A NATURAL TREASURE FOR REHABILITATION

The Wainfleet Bog Conservation Area is located within the Niagara Peninsula of Southern Ontario, (in the Township of Wainfleet and City of Port Colborne) and is part of the only bog wetland in the Niagara Peninsula. It is provincially, regionally and locally significant and the largest remaining bog within southern Ontario, providing habitat to a variety of unique plants and animals. Its existing peat layer and past site uses also contribute to the area's local historical record. These environmental, social and economical aspects therefore attest to the value of the Wainfleet Bog. The underlying peat material has live sphagnum moss and other bog plants growing on top, like Labrador Tea, Cotton Grass and Leatherleaf, making it different from other wetland areas. 

Trails and boardwalks wind you through this wet, wild and wonderful place. Bog plants, butterflies, migrating songbirds and animals make their homes in the restored habitat sections. Enjoy your day visit along hiking trails with interpretative signs and ample nature appreciation opportunities.
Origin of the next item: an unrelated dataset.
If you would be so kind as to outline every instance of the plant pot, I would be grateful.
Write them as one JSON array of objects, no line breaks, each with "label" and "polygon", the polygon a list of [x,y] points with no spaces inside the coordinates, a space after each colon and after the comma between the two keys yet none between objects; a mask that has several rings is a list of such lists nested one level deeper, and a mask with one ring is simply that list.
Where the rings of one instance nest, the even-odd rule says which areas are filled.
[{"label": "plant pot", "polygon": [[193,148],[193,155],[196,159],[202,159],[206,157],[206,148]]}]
Bog Issues – Background for Recovery

Relatively young in geologic terms, this domed bog was formed between 12,000 and 5,000 years ago as the glaciers from the last Ice Age melted and retreated. Water ponded in the low, flat land behind the adjacent Onondaga Escarpment, which prevented surface water from draining south to Lake Erie. Over time this open water area filled in as plants died and provided a habitat for unique flora and fauna able to withstand the acidic and low nutrient conditions.

As a result of expanding agricultural, peat extraction and transportation activities within and around the bog, it has decreased in size and function. From over 200 years of such activity, the remnant bog is presently 1460 hectares (3607 acres). Measures to remediate/ slow the factors degrading this ecosystem are imperative to the local, national and international environmental and scientific realm.

Main Factors Impacting the Bog

  • Past peat extraction
  • Drainage

Result of Impacts on the Bog

  • Lowered water table
  • Drier, less acidic site conditions
  • Land alterations favour more upland plant and animal species
  • Non-native European birch colonize the site

Recovery Objectives

  • Restore the bog to a healthier state
  • Re-establish the development of a peat dome formation and natural bog processes through ecologically self-sustaining restoration techniques of limited to no human intervention
  • Provide educational and scientific opportunities
  • Be of minimal cost

Recovery/ Rehabilitation Activity

The west half of the property received rehabilitation activity, while the east half is maintained as status quo for existing species to adapt to changes. Within this selected area:

  • Several internal peat canals are blocked to maintain water levels at the site.
  • Bare peat fields have been treated with shallow surface indentations to maintain water on the site.
  • Surface indentations have been planted with native plant material to provide food and cover for plants and animals at the bog. Plantings included seeds, hardstem cutting and plugs of leatherleaf, labrador tea, sheep laurel, and blueberry among others. To maintain moisture, minimize frost upheaval and assess technique, ‘Weed Free’ Straw mulch was used on the plantings, while also maintaining some as controls.
  • Half of the non-native European Birch trees have been cut to assist in maintaining water levels at the site, minimize surface temperatures and soil and provide surface cover for small mammals, reptiles and amphibians.
  • A monitoring program has been established to evaluate the rehabilitation activities including ground water levels, vegetation changes and sensitive animal populations for the site over time.

As with our other projects, the involvement and assistance of many have made this rehabilitation a reality including: the area community, local and area conservation clubs, nature clubs, universities, local municipalities, and government agencies through general labour, funds, monitoring and inventory assistance.